One of my interests lies in following politics. I have a lot of friends who range the political spectrum from left to right and there’s nothing I enjoy more than a conversation about where they’re coming from or the appropriate size and reach of American government. Should the law govern everything in our lives or as little as possible?
In his day, Saint Paul would have shrugged his shoulders and said the question didn’t apply to him. But not because he was a lawbreaker. The law of St. Paul was Jewish Law, the Torah as it was laid down by Moses. Paul claimed that all he needed was Jesus’ law to love one another.
Paul wrote a letter to the new Christians in Galatia, an ancient land that lies in Asia minor; where we now see the country of Turkey. This famous letter focused on the obligations that non-Jewish Christians had to follow the letter of Jewish law. One of the key sticking points of the day was the Jewish requirement that men be circumcised. As he was explaining to the Galatians that adherence to the Law was not required, Paul makes an important statement about Christians. In Galatians 5:18 Paul says, “But if you are led by the spirit, you are not under the law.” Paul was telling the new Christians that they did not have to follow the law, including the law requiring circumcision, if they were living the lives of Christians; that is, if they were loving one another as themselves. Later in that same chapter he points out that the fruits of this law of love are joy, peace, patience, kindness, goodness, faithfulness, gentleness and self-control. “Against such there is no law.”

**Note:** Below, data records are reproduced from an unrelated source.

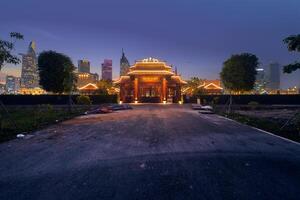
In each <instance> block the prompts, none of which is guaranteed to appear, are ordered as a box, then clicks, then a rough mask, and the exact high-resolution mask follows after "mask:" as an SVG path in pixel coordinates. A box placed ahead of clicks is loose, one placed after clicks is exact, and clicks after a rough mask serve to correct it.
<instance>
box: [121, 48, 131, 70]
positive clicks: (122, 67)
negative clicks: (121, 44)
mask: <svg viewBox="0 0 300 200" xmlns="http://www.w3.org/2000/svg"><path fill="white" fill-rule="evenodd" d="M129 67H130V64H129V62H128V60H127V58H126V57H125V53H124V51H123V49H122V57H121V59H120V76H125V75H126V74H127V72H129Z"/></svg>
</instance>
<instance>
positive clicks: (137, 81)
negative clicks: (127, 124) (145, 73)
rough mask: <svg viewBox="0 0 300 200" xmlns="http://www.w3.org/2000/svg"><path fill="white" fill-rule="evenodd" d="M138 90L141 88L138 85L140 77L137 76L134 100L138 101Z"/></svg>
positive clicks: (135, 86)
mask: <svg viewBox="0 0 300 200" xmlns="http://www.w3.org/2000/svg"><path fill="white" fill-rule="evenodd" d="M138 90H139V87H138V78H135V79H134V101H138V95H139V94H138Z"/></svg>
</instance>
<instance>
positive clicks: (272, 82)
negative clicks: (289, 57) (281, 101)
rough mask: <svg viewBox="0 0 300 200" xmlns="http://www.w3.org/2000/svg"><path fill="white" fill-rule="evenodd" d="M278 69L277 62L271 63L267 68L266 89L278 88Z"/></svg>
mask: <svg viewBox="0 0 300 200" xmlns="http://www.w3.org/2000/svg"><path fill="white" fill-rule="evenodd" d="M280 69H281V66H280V65H279V64H278V63H271V64H270V65H269V66H268V70H267V89H268V90H272V91H274V90H279V89H280Z"/></svg>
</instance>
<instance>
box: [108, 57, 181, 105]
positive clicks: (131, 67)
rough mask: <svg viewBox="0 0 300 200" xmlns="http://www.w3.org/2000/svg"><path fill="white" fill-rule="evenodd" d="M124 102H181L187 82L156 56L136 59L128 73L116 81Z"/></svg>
mask: <svg viewBox="0 0 300 200" xmlns="http://www.w3.org/2000/svg"><path fill="white" fill-rule="evenodd" d="M114 83H115V84H116V85H119V86H120V101H122V102H153V103H154V102H157V103H159V102H174V103H175V102H179V101H181V86H182V85H184V84H186V82H185V81H183V80H182V79H181V77H180V76H179V75H177V73H175V72H174V71H172V67H171V66H169V65H167V64H166V62H163V61H160V60H158V59H154V58H147V59H143V60H139V61H136V62H135V64H134V65H133V66H131V67H130V68H129V71H128V72H127V74H126V75H124V76H120V78H119V80H117V81H115V82H114Z"/></svg>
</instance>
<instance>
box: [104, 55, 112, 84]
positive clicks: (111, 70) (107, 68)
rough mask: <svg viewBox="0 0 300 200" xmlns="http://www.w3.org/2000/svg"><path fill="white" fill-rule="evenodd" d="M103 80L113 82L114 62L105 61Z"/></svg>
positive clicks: (111, 60) (104, 61) (110, 61)
mask: <svg viewBox="0 0 300 200" xmlns="http://www.w3.org/2000/svg"><path fill="white" fill-rule="evenodd" d="M102 79H103V80H106V81H112V60H110V59H105V60H104V62H103V63H102Z"/></svg>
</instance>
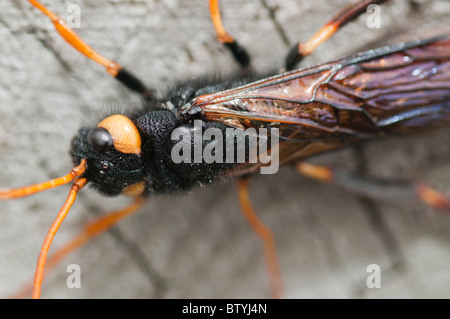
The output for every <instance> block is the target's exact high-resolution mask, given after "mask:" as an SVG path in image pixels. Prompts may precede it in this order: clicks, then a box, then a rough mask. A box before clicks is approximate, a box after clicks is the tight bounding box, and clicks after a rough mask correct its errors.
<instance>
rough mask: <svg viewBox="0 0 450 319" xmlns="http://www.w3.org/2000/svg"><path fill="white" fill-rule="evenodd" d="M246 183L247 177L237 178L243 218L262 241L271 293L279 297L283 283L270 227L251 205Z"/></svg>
mask: <svg viewBox="0 0 450 319" xmlns="http://www.w3.org/2000/svg"><path fill="white" fill-rule="evenodd" d="M248 184H249V180H248V179H247V178H240V179H239V180H238V192H239V203H240V205H241V209H242V212H243V213H244V215H245V218H246V219H247V221H248V222H249V224H250V226H251V227H252V228H253V230H254V231H255V232H256V234H257V235H258V236H259V238H260V239H261V240H262V242H263V245H264V253H265V256H266V263H267V268H268V271H269V276H270V285H271V288H272V295H273V296H274V298H281V297H282V293H283V284H282V280H281V272H280V266H279V264H278V258H277V251H276V246H275V239H274V237H273V234H272V232H271V231H270V229H268V228H267V227H266V226H265V225H264V224H263V223H262V222H261V220H260V219H259V218H258V216H257V215H256V213H255V211H254V209H253V207H252V203H251V201H250V196H249V194H248Z"/></svg>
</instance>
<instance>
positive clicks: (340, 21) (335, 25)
mask: <svg viewBox="0 0 450 319" xmlns="http://www.w3.org/2000/svg"><path fill="white" fill-rule="evenodd" d="M387 1H389V0H361V1H359V2H356V3H353V4H350V5H348V6H346V7H344V8H343V9H342V10H341V11H339V12H338V13H337V14H336V15H335V16H334V17H333V18H332V19H331V20H330V21H328V23H327V24H325V25H324V26H323V27H322V28H321V29H320V30H319V31H318V32H317V33H316V34H315V35H313V36H312V37H311V39H309V40H308V41H306V42H303V43H302V42H298V43H296V44H295V45H294V46H293V47H292V49H291V50H290V51H289V53H288V55H287V56H286V70H292V69H293V68H294V67H295V65H296V64H297V63H298V62H300V61H301V60H302V59H303V58H304V57H305V56H307V55H309V54H311V53H312V52H313V51H314V50H315V48H317V47H318V46H319V45H320V44H321V43H323V42H325V41H326V40H327V39H328V38H330V37H331V36H332V35H333V34H335V33H336V32H337V31H338V30H339V29H340V28H342V27H343V26H344V25H346V24H347V23H349V22H350V21H352V20H354V19H356V18H358V17H359V16H360V15H361V14H363V13H365V12H367V7H368V6H369V5H371V4H382V3H384V2H387Z"/></svg>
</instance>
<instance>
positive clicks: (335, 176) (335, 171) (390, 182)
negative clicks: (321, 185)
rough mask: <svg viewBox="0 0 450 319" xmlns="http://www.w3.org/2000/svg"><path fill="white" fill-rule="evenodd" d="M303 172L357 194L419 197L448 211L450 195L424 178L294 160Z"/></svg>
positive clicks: (297, 165) (383, 195)
mask: <svg viewBox="0 0 450 319" xmlns="http://www.w3.org/2000/svg"><path fill="white" fill-rule="evenodd" d="M296 169H297V170H298V171H299V172H300V173H301V174H303V175H305V176H307V177H310V178H313V179H316V180H319V181H322V182H329V183H333V184H336V185H338V186H340V187H342V188H344V189H346V190H348V191H350V192H352V193H355V194H358V195H360V196H364V197H368V198H372V199H381V200H387V201H402V200H411V199H414V198H416V199H420V200H421V201H422V202H424V203H426V204H427V205H430V206H431V207H433V208H435V209H437V210H443V211H450V199H449V198H447V197H445V195H443V194H441V193H439V192H438V191H436V190H434V189H433V188H431V187H430V186H428V185H426V184H425V183H423V182H410V181H387V180H381V179H375V178H370V177H366V176H361V175H357V174H353V173H349V172H344V171H341V170H338V169H332V168H330V167H326V166H321V165H314V164H309V163H305V162H299V163H297V164H296Z"/></svg>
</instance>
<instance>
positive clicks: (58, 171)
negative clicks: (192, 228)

As I read these words, it struck me how appropriate that statement remains today. What need would we have of laws if our every act was subject to just one test: are we doing this out of love for our neighbor? What difference would laws make to a person who acted only in his neighbor’s best interest? We surely would never harm our neighbor, and even if we did so by accident we would be quick to make it right. All of the laws that we create to govern how we behave toward one another would be superfluous; there would be no point in them.
Furthermore, there can be no law against good behavior. How do you write a law limiting joy, peace, patience, kindness, goodness, faithfulness, gentleness and self-control? The law doesn’t exist to limit good behavior but to prevent bad behavior. Be as good as you want; the law won’t stop you.
Saint Paul is not an anarchist, advocating for a world of lawbreakers. He’s simply pointing out that, for Christians, the world is a very simple place because there’s really only one rule that we need to worry about. Love one another and everything else takes care of itself.